SAN DIEGO (KGTV) -- Two horses died Sunday after being seriously injured during separate races at the Del Mar Racetrack.
A third horse was also hospitalized with an injury.
The track tweeted at 2:17 p.m. confirming that in Sunday's third race, Ghost Street suffered a "catastrophic injury to his left front sesamoid and was humanely euthanized."
Ghost Street was a 3-year-old gelding.
A short while later, Prayer Warrior, a 3-year-old colt, was euthanized after suffering an injury to his front leg in Sunday's sixth race.

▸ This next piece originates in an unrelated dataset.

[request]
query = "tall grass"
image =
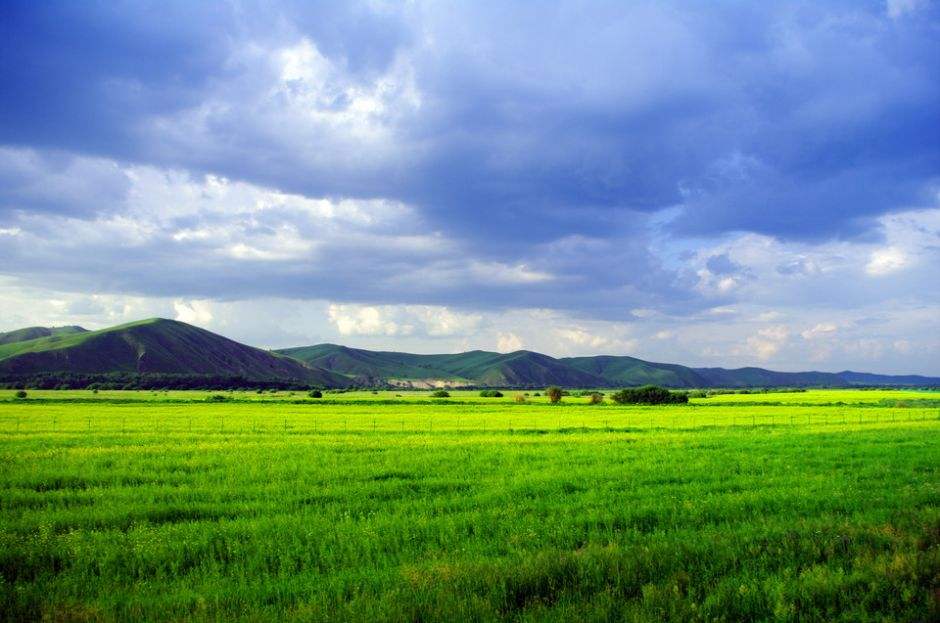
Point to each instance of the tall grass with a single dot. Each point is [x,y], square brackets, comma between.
[482,511]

With heavy hearts, we can confirm that Prayer Warrior was humanely euthanized following an injury in today’s sixth race on the main track.— Del Mar Racetrack (@DelMarRacing) November 11, 2019
Our deepest sympathies to the Metz family and their team.
Del Mar also tweeted that Princess Dorian suffered an injury to her front left leg in Sunday's second race.
The animal was taken to the San Luis Rey Equine Hospital for evaluation. She is scheduled to undergo surgery Monday.
So far this year, six horses have died at the Del Mar Fairgrounds.
Two horses died at the track the second day of the summer racing season earlier this year. According to officials, Charge A Bunch ran headfirst into Carson Valley, causing the deaths.
A third horse, Bowl of Soul, had to be euthanized less than two weeks later due to a fetlock injury.
More recently, Bri Bri, an unraced three-year-old filly, was euthanized after suffering an injury to her pelvis during training.
“Del Mar has implemented a series of safety and welfare reforms over the last several racing seasons, including the creation of an independent five-member panel to review all entries. To date, there have been no fatal injuries during racing in the current summer meet,” said DMTC officials.
One reason horses are euthanized after a catastrophic injury is it is nearly impossible to rehabilitate them, according to veterinarians.
PETA sent 10News this statement:
These latest deaths must be criminally investigated immediately. PETA has repeatedly asked that all racing be suspended until new regulations and measures to stop the carnage can be put into place. Now, on the third day of Del Mar's racing season, two horses, Ghost Street and Prayer Warrior, are confirmed dead, and we await the fate of Princess Dorian. In 2017, PETA met with Del Mar executives to propose that they install CurveBeam CT scan equipment and conduct a study to evaluate it for screening horses for injuries that would otherwise be undetectable to veterinarians. Del Mar discussed our proposal with Dr. Rick Arthur, the equine medical director of the California Horse Racing Board, who stated that the scan equipment would be "of little value." Our proposal was then turned down by The Jockey Club. Since then, hundreds of horses in California and thousands of others across the country have died. Racing executives have for years accepted these deaths as mere collateral damage, and they must now be held accountable.